Pas de travailleurs détachés
Pour Charly Naudé, le coronavirus n’a rien changé au travail dans les champs et dans les serres. Seule la préparation des paniers change avec le port d’un masque et de gants, tout comme leur livraison. Aucun problème par ailleurs pour récolter les légumes ou ramasser les salades sous serre pour les douze salariés de l’exploitation.
"Nous n’avons jamais travaillé avec des travailleurs détachés. Nous travaillons avec les mêmes personnes depuis des années, avec une participation de chacun aux bénéficies de la ferme mais aussi dans la prise de décision. C’est toute une philosophie de l’agriculture biologique que nous défendons depuis plus de 30 ans", explique Charly Naudé. "On partage tous les mêmes valeurs de la terre dans le plus grand respect de la planète. Nous n’avons donc aucun souci pour récolter nos légumes. Rien ne change. Que les gens soient rassurés, une carotte qui sort de terre chez nous n’est pas restée dans des frigos durant un mois et n’a pas été manipulée par je ne sais combien de personnes, comme dans les hypermarchés"
Livraison délocalisée
Pour les 70 AMAP de Lorraine, le coronavirus a pour effet de changer les lieux de livraison, désormais délocalisés. Habituellement, les livraisons s’effectuent dans des centres sociaux, des salles communales ou bien encore dans les MJC.

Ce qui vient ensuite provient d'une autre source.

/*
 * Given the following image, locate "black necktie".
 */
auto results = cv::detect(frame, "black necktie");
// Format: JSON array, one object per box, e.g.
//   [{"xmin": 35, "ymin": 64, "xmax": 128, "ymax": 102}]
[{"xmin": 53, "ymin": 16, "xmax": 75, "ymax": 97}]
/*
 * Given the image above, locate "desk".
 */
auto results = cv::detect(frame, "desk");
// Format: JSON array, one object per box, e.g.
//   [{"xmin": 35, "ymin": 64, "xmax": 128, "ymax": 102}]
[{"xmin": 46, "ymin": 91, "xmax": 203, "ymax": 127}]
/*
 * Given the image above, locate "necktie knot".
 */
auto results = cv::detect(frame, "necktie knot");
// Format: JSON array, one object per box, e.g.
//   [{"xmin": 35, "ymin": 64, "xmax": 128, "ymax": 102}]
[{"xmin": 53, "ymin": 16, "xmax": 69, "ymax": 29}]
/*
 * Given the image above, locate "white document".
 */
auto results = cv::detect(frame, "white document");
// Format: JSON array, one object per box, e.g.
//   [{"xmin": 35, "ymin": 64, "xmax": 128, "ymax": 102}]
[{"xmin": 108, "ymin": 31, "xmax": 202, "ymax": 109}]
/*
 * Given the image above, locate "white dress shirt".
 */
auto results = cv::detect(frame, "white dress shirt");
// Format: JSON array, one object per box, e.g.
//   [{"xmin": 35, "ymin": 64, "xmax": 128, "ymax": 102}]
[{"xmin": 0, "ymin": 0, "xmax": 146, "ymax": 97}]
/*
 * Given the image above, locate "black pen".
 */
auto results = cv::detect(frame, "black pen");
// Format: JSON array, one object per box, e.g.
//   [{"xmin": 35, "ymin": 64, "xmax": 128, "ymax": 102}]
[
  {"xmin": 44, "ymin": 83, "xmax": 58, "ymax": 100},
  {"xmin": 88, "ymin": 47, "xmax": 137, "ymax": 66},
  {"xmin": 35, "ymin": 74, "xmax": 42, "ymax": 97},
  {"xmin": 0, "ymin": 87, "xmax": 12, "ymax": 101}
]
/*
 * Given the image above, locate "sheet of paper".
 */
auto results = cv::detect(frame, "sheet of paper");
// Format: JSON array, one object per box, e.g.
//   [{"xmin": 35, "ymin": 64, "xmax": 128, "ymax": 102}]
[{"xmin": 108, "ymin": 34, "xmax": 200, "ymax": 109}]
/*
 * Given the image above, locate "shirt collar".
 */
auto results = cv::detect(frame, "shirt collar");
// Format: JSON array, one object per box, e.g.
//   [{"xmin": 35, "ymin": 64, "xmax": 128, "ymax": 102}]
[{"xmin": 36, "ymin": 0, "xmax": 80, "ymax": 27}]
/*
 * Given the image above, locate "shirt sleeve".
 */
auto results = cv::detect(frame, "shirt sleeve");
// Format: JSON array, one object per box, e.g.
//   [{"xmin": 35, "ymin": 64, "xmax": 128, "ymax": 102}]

"Comme tous ces endroits sont fermés, nous avons dû nous réorganiser", explique Valérie Bourgeois, membre de l’AMAP du Crapaud Sonneur. "Un gros gros travail d’échanges entre producteurs, avec les collectivités et la préfecture a eu lieu. Désormais, les livraisons sont délocalisées sur des parkings avec l’aval de chacun."
Des réunions ont lieu très régulièrement pour organiser en toute légalité ces livraisons. Une réorganisation qui s’est effectuée avec l’aide du réseau régional LORAMAP et national MIRAMAP. "Nous avons toujours milité pour le maintien d’une agriculture paysanne et de proximité. Ce système est résilient en temps de crise. Ce type d’agriculture prouve que l’on peut fonctionner autrement, que les produits sont sains."
On n’a pas à craindre les postillons de qui que ce soit comme dans les grandes surfaces.
- Valérie Bourgois, AMAP du Crapaud Sonneur
"Pour retirer un panier dans une AMAP, une personne coche l’arrivée du client. Les distances des uns et des autres sont évidemment respectées. Une autre personne prépare la commande avec masques et gants, pose la commande sur une table. Le client n’a plus qu’à la prendre."
Une réflexion est actuellement en cours pour ouvrir les AMAP de Lorraine aux producteurs locaux qui ne sont pas adhérents.